Are there problems that seem intractable to you? Poverty here or abroad? Disease? An unsatisfying job or the lack of a job? A challenging relationship? A bad habit? A person who drives you crazy? Or one who makes you despair of all hope? Peter says there is no such thing as an intractable problem.
This Gospel lesson is called the Confession of Peter. Most of the time when this confession is spoken about, the spotlight is on the word “Messiah,” what that might have meant to Peter, and what it can mean to us. But there is another word in this confession that deserves focus: the word “living.” Peter claims to know a God who is not only powerful, but active and involved. The Dictionary I consulted defines “alive” to mean, “being in force or operation, sensitive, animated.” Peter knew a God who is in touch with events and responds to them.
Peter did not invent this living God. He inherited this understanding from his Hebrew roots. But what Peter learned as a child was not as important as what he himself experienced walking and living with Jesus. In Jesus, he saw God active and responsive in his time and place. He saw Jesus bind demons that were causing despair to the suffering. He saw Jesus loose hope for people who had become hopeless because of their own regrets or society’s harsh judgments. These are the powers to bind and loose that Jesus sought to pass on to Peter (and two chapters later will pass on to all the disciples, including us: the powers to bind despair and loose hope). Most importantly, Peter experienced Jesus binding despair and loosing hope in Peter himself, when his own doubts left him falling into the Sea of Galilee in our Gospel lesson just two weeks ago. Jesus’ hand reached out to Peter, reached out to Peter in his despair over his own frailties, reached out and lifted him up with God’s steadfast offer of love. Peter wants us to know that the living God is still offering us that hand, offering to pull us up out of despair and into hope around all the issues of our lives that cause pain. With such a living God in the picture, there is no such thing as an intractable problem. That is Peter’s testimony. How should that affect our day-to-day lives?
I recently got back from a beach vacation with family. Needing a quick lunch one day en route to fishing, we took my grand niece and grand nephew to a favorite chain restaurant. Not wishing to promote any particular chain, I won’t mention the name; we’ll just call it a McRestaurant. They loved it. They loved ordering familiar, favorite food that was just like what they eat at home 3,000 miles away. When we got ready to leave, they said, “Can we come back here again tomorrow?” I said, “I’m sure we’ll have another occasion during the week to visit another McRestaurant.” They both chimed in one after the other, “No! We want to eat at this exact place. And we want to eat at this exact time! And we want to sit in this exact booth! And we want to order these exact meals!” They were taking a human trait we all share to the extreme. We want security. Things feel most secure if they are exactly the same. Something in us prefers known imperfections to the insecurity of the unknown. This ignores the basic reality that “better” is necessarily “different,” and the Kingdom of heaven cannot further unfold without change.

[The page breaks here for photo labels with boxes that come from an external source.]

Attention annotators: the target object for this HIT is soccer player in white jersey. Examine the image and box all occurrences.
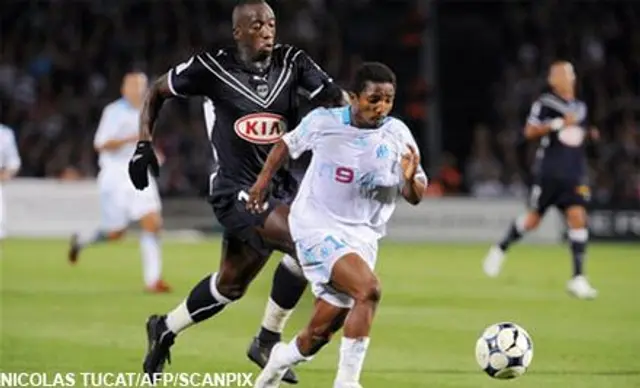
[0,124,20,240]
[248,63,427,388]
[69,72,170,293]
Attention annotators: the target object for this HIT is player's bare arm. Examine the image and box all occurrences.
[139,73,173,141]
[401,144,427,205]
[247,139,289,212]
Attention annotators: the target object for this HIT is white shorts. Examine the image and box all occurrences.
[98,172,162,232]
[295,230,378,308]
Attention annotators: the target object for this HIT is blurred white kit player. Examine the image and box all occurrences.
[0,124,20,240]
[69,73,170,292]
[256,106,426,387]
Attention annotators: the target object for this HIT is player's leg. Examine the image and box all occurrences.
[482,184,555,277]
[67,185,129,264]
[247,204,307,384]
[256,250,380,388]
[143,233,269,374]
[132,179,171,293]
[558,186,598,299]
[140,211,171,293]
[254,298,349,388]
[247,254,307,370]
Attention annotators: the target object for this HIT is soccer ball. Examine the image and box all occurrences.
[476,322,533,379]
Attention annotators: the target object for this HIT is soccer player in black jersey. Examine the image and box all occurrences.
[483,61,599,299]
[129,0,343,383]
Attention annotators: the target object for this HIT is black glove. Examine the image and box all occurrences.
[129,140,160,190]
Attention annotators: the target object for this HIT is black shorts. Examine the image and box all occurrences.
[209,176,289,256]
[529,178,591,215]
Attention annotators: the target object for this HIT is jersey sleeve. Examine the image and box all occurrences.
[2,130,21,171]
[294,50,333,100]
[282,108,322,159]
[167,55,211,97]
[93,105,119,148]
[397,120,428,182]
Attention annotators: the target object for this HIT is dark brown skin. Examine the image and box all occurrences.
[139,3,295,300]
[140,3,276,141]
[524,61,600,231]
[524,61,600,140]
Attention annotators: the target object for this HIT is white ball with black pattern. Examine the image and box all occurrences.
[476,322,533,380]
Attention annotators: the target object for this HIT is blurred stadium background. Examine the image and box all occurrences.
[0,0,640,388]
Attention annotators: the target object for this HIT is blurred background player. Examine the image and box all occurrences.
[248,63,426,388]
[0,124,20,240]
[129,0,343,383]
[483,61,599,299]
[69,72,170,293]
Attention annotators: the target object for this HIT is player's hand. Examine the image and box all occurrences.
[400,144,420,182]
[246,176,269,214]
[129,140,160,190]
[564,113,578,127]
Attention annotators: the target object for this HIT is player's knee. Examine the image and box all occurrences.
[307,325,333,355]
[216,283,247,301]
[107,229,126,240]
[140,213,162,233]
[567,207,587,229]
[524,212,540,230]
[352,276,382,304]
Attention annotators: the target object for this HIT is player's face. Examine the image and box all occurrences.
[122,73,148,106]
[350,81,396,128]
[233,3,276,59]
[549,62,576,92]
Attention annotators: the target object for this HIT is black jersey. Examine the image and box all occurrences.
[168,45,331,190]
[527,93,588,183]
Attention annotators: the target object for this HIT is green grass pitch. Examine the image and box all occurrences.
[0,240,640,388]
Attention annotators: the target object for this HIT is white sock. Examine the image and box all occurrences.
[269,337,313,369]
[166,299,193,334]
[78,230,109,248]
[262,298,293,333]
[336,337,369,383]
[140,232,162,287]
[514,214,527,234]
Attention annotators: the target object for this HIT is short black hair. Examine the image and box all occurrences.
[231,0,269,27]
[351,62,396,94]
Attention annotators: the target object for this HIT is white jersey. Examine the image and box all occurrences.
[282,107,425,241]
[0,124,20,171]
[93,98,140,173]
[0,124,20,239]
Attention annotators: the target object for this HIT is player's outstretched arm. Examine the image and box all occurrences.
[139,73,173,141]
[400,144,427,205]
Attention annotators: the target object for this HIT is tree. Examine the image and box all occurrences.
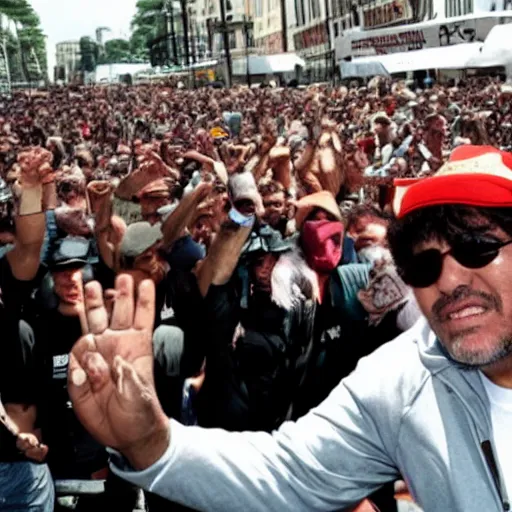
[80,36,99,73]
[130,0,167,60]
[0,0,47,81]
[100,39,134,64]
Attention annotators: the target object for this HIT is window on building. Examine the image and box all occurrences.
[295,0,306,27]
[254,0,263,18]
[310,0,320,20]
[229,32,236,50]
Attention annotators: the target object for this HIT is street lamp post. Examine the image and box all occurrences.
[243,14,253,89]
[164,0,178,65]
[219,0,233,88]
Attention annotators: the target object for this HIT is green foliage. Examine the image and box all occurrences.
[80,36,99,73]
[0,0,47,82]
[130,0,166,60]
[99,39,134,64]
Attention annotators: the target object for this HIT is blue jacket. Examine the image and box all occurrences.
[112,319,510,512]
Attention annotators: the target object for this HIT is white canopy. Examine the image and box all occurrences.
[342,43,482,76]
[468,23,512,68]
[340,57,389,78]
[233,53,306,76]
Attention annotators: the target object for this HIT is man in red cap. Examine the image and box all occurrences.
[69,146,512,512]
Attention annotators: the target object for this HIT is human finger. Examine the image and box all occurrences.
[16,434,39,452]
[79,352,111,393]
[84,281,108,334]
[25,444,48,462]
[68,342,94,403]
[110,275,135,331]
[133,279,155,331]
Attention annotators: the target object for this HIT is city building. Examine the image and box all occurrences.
[285,0,334,82]
[254,0,288,55]
[194,0,254,59]
[55,41,80,83]
[330,0,512,78]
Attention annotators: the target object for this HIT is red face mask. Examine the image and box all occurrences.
[302,220,344,273]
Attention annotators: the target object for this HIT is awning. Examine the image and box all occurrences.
[342,43,483,76]
[340,59,389,78]
[468,23,512,68]
[233,53,306,76]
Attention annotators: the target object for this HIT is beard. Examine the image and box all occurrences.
[444,335,512,370]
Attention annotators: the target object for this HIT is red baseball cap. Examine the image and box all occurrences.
[393,145,512,219]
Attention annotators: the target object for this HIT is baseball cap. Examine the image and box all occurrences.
[48,236,91,271]
[120,222,163,258]
[295,190,341,229]
[242,225,296,257]
[393,145,512,218]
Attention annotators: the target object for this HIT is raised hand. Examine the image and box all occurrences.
[68,276,169,469]
[16,434,48,462]
[18,148,53,188]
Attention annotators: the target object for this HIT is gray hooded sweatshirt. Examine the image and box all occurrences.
[112,319,512,512]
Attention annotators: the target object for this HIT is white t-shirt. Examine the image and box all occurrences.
[480,373,512,496]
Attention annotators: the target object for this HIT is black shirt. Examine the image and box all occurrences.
[0,256,43,462]
[33,310,107,478]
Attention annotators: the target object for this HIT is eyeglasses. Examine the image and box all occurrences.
[402,237,512,288]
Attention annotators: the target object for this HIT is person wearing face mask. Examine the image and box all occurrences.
[295,191,380,414]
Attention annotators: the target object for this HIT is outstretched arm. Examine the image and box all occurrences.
[7,148,53,281]
[68,276,400,512]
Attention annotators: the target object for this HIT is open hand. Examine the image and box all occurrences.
[68,275,169,469]
[18,148,53,188]
[16,434,48,462]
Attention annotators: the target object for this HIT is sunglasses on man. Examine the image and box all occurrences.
[402,237,512,288]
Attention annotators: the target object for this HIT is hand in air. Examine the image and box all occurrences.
[68,275,169,469]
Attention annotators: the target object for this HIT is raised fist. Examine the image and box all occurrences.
[18,148,54,188]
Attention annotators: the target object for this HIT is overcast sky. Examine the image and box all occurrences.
[29,0,136,76]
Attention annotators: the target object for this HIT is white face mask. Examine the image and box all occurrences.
[357,245,393,265]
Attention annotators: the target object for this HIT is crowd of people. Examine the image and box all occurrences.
[0,74,512,512]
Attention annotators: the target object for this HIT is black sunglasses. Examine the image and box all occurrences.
[402,238,512,288]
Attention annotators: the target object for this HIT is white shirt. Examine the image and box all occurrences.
[481,373,512,496]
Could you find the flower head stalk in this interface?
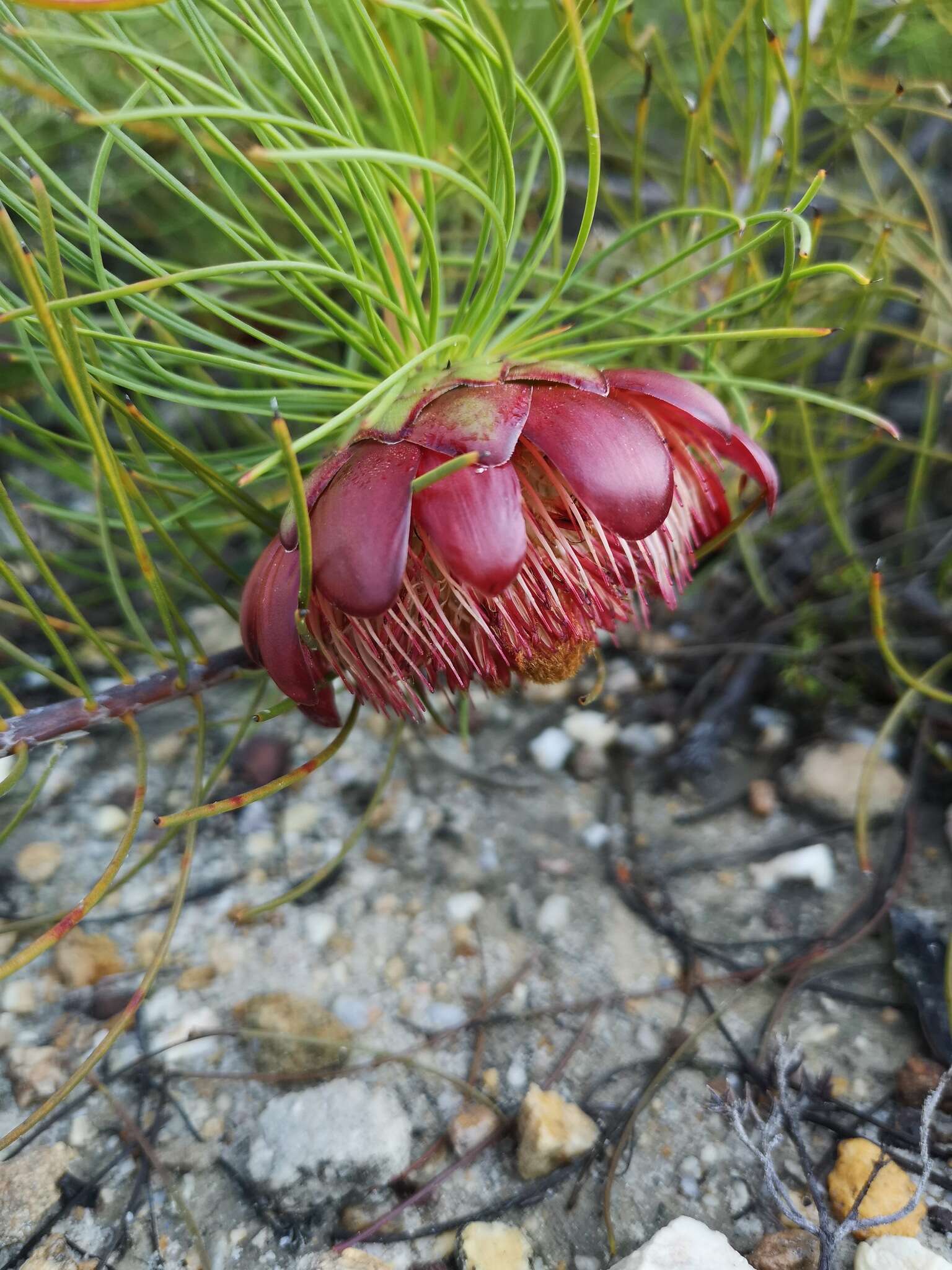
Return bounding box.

The God Peter knew, our living God, is not willing to leave bad enough alone. Everything that is alive changes, and our living God is in the change business. With the loving force behind all life in the change business, there can be no such thing as an intractable problem. Let me say that again: With the loving force behind all life in the change business, there can be no such thing as an intractable problem. That is the core of Peter’s confession, and as his successors, our first job must be to proclaim this truth, to bind despair and loose hope on every front of concern to humankind. Peter’s promise does not mean that every story will end with the ending we would like to write. But it does mean that God is in every story, striving to draw us and others to the joy and peace that is God’s desire for every human being, striving to bring the Kingdom of Heaven to earth.
So here is the affect on our day-to-day lives Peter proposes: He proposes that we pray for change every single day, around every issue of concern to us, in every moment that challenges us. He encourages us to pray for change, trusting the presence and activity of the living God.
This past week, we conducted the first of two focus groups with randomly selected midtown residents, hoping to learn more about how we can serve the needs of people in our context. You will be hearing more about that along the way, but one result is worth sharing here. To a person, everyone said they would be drawn to a church that is involved in serving those most in need. The world is crying for our leadership in tackling the problems that seem intractable. The world needs us to act upon our first vocation of binding despair and loosing hope. Every Sunday, we say words through which we offer to be part of God’s work toward change for the better. We pray, “Thy will be done, thy kingdom come, on earth as it is in Heaven.” May we pray those words with ever deeper meaning this day. May the prayer of our hearts be: “Thy kingdom come. Bring it on!!!”